Motors

  • Motors
  • Motors 1 (Virgin) 1977  (Blue Plate) 1991 
  • Approved by the Motors (Virgin) 1978  (Blue Plate) 1991 
  • Tenement Steps (Virgin) 1980 
  • Greatest Hit (UK Virgin) 1981 
  • Nick Garvey
  • Blue Skies (UK Virgin) 1982 

Formed by two ex-members of Ducks Deluxe (singers/songwriters/multi-instrumentalists Andy McMaster and Nick Garvey) plus two younger pub vets (Bram Tchaikovsky and Ricky Slaughter), the Motors seemed like a hit machine from the outset. On record, they made grandiose rock-pop — wide-screen, brilliantly arranged and energetically performed — drawing on their longtime experience and solid talents.

Motors 1, produced by future metal maven Robert John Lange, is a fresh, exciting record, solidly rooted in electric guitars but light-years more subtle and three-dimensional than the rock’n’roll retreads the band’s members had been playing prior to the Motors. While the six-minute “Dancing the Night Away” is an engrossing and muscular lead-off track, nothing else that follows it on the album is quite as striking. Approved By is a better effort, containing the fruits of the Motors’ attack on the singles chart (“Airport” and “Forget About You” both went Top 20 in the UK) and exhibiting all of the band’s strengths: catchy melodies, inventive arrangements and exciting, energetic use of rock instrumentation.

The Motors effectively disbanded after the second album.
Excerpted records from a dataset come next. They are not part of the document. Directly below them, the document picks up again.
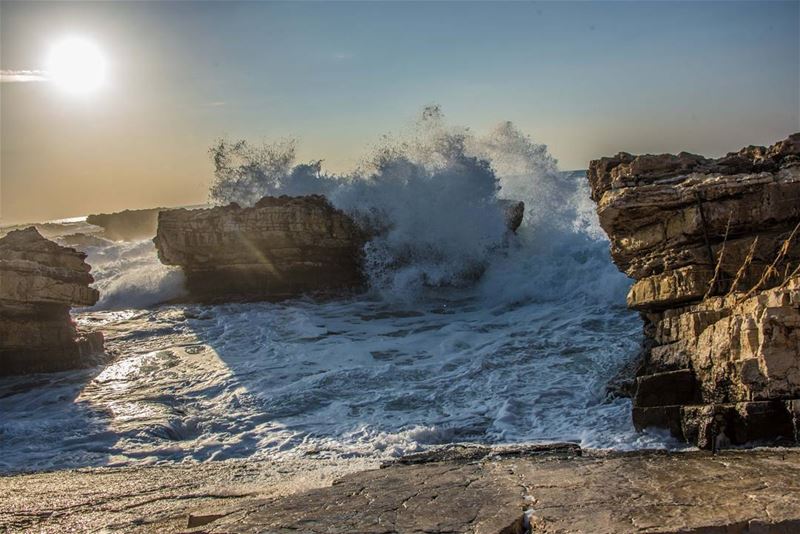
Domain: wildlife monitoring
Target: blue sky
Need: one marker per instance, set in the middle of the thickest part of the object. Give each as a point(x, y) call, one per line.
point(588, 79)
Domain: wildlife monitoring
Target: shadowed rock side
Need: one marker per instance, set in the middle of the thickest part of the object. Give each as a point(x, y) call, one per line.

Garvey and McMaster continued working together using the group name, eventually engaging Jimmy Iovine to produce their next album in New York. Tenement Steps, the unfortunate result of far too much time spent in the studio, is an appalling, overblown mess, reeking of self-indulgence and artistic confusion. The chorus of the best-known track, “Love and Loneliness,” sounds exactly like Steve Stills’ “Love the One You’re With” — and that’s as good as the record gets.

Greatest Hit has all of the above-mentioned songs as well as the rest of the Motors’ best work. Neophytes would do well to start (and end) here.

On his solo album, Garvey demonstrates the versatility of his voice (clear tenor, hoarse baritone, agile falsetto). But he’s even more adroit at the mixing console, able to whip up tuneful, ringing Spector/Springsteen pop melodrama and make lush, spacious pop-rock out of the riff from “Willie and the Hand Jive.” He also throws a curve or two, like the clever, 10cc-ish “(Think) Tough” or the semi-parodic Squeeze-cum-Bowie of “Skin.” But even the support by members of the Motors/Tyla/Bram Tchaikovsky axis and his own genuine likability can’t save this record when Garvey descends into schlocky, banal romanticism.